G.983
- Status: In force
- Latest version: (05/07) May 2007
- Organization: ITU-T, ITU-T Study Group 15
- Related standards: G.984, 10G-PON, NG-PON2
- Domain: telecommunication
- License: Freely available
- Website: https://www.itu.int/rec/T-REC-G.983.2

= G.983 =

ITU-T Recommendation

ITU-T Recommendation G.983 is a family of recommendations that defines broadband passive optical network (BPON) for telecommunications Access networks. It originally comprised ten recommendations, G.983.1 through G.983.10, but recommendations .6-.10 were withdrawn when their content was incorporated into G.983.2.
The current view is that the BPON standards are mature, and no further work will be done on them after the 2007 round.

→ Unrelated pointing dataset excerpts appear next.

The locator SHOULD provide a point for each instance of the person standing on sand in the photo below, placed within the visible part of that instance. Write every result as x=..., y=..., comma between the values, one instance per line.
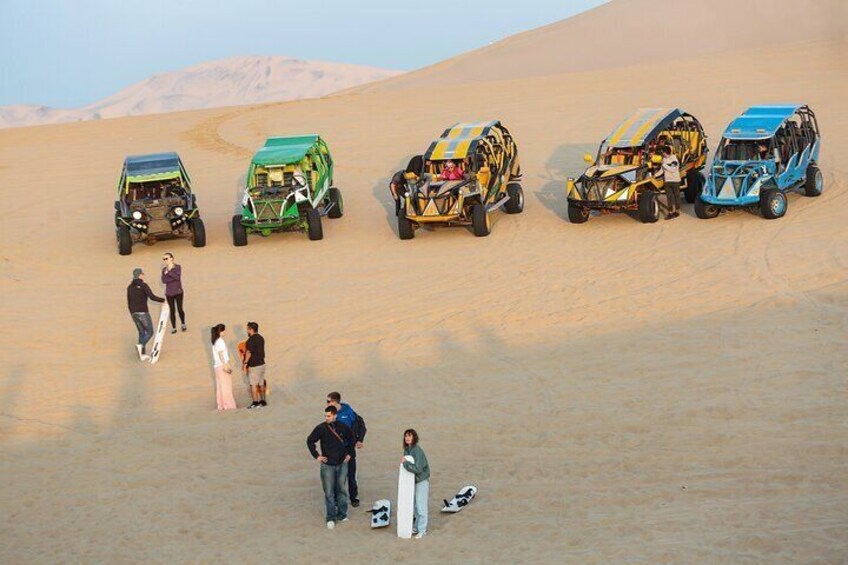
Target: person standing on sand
x=138, y=293
x=421, y=468
x=671, y=174
x=173, y=281
x=336, y=442
x=254, y=365
x=223, y=372
x=347, y=416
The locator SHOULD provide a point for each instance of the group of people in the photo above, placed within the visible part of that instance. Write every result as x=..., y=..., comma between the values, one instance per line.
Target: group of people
x=139, y=293
x=339, y=436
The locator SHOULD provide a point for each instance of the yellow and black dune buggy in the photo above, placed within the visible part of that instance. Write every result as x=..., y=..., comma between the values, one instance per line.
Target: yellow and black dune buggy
x=465, y=175
x=624, y=177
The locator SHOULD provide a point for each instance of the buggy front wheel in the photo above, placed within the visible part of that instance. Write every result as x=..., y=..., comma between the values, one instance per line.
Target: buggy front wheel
x=577, y=214
x=515, y=204
x=124, y=240
x=239, y=232
x=198, y=233
x=706, y=211
x=313, y=224
x=481, y=223
x=649, y=207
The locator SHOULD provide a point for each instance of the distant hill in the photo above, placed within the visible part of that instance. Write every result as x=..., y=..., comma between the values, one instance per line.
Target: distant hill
x=227, y=82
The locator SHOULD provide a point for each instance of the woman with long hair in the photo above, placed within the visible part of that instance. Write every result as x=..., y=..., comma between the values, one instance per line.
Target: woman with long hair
x=421, y=469
x=223, y=371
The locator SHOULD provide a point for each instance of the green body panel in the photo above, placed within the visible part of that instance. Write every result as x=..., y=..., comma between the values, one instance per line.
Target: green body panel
x=309, y=156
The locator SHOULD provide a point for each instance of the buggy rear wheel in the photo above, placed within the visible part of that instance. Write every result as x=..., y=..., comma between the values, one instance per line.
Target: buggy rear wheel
x=335, y=199
x=706, y=211
x=405, y=228
x=198, y=233
x=694, y=185
x=124, y=240
x=649, y=207
x=814, y=184
x=313, y=224
x=239, y=232
x=773, y=204
x=481, y=223
x=515, y=204
x=577, y=214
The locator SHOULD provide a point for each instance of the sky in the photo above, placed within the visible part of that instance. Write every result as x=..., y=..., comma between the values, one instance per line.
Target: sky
x=68, y=53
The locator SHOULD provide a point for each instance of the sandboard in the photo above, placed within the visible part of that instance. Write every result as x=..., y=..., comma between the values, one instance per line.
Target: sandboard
x=461, y=500
x=406, y=500
x=381, y=513
x=159, y=334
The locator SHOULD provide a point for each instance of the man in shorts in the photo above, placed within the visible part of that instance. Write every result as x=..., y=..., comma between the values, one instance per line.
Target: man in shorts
x=254, y=365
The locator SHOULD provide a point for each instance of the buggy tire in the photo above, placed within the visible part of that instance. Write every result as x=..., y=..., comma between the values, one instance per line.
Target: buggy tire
x=773, y=204
x=515, y=204
x=313, y=225
x=124, y=240
x=649, y=207
x=706, y=211
x=481, y=223
x=239, y=232
x=335, y=199
x=405, y=228
x=198, y=233
x=814, y=184
x=577, y=214
x=694, y=185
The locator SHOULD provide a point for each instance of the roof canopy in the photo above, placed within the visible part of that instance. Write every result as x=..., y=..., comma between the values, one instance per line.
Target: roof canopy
x=157, y=166
x=284, y=150
x=642, y=126
x=459, y=140
x=760, y=122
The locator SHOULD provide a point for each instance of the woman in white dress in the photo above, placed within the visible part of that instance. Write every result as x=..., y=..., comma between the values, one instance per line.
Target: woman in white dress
x=223, y=371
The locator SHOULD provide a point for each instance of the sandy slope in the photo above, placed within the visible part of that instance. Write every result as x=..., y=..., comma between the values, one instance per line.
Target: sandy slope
x=619, y=392
x=214, y=84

The GPON OMCI definition has been revised to stand alone, rather than citing G.983.2.

Although G.983 is directed at BPON, the GPON recommendations draw heavily on it, especially G.984.4, which defines the management model for GPON ONTs.

==Current recommendations==
The current recommendations are:
- G.983.1, Broadband optical access systems based on passive optical networks (PON), 2005, with amendment 1 and erratum 1. Includes the definition of the churning cipher.
- G.983.2, ONT management and control interface specification for B-PON, 2005, with amendments 1 and 2, erratum 1 and an implementer's guide.
- G.983.3, A broadband optical access system with increased service capability by wavelength allocation, 2001, with amendments 1 and 2.
- G.983.4, A broadband optical access system with increased service capability using dynamic bandwidth assignment, 2001, with amendment 1 and corrigendum 1.
- G.983.5, A broadband optical access system with enhanced survivability, 2002.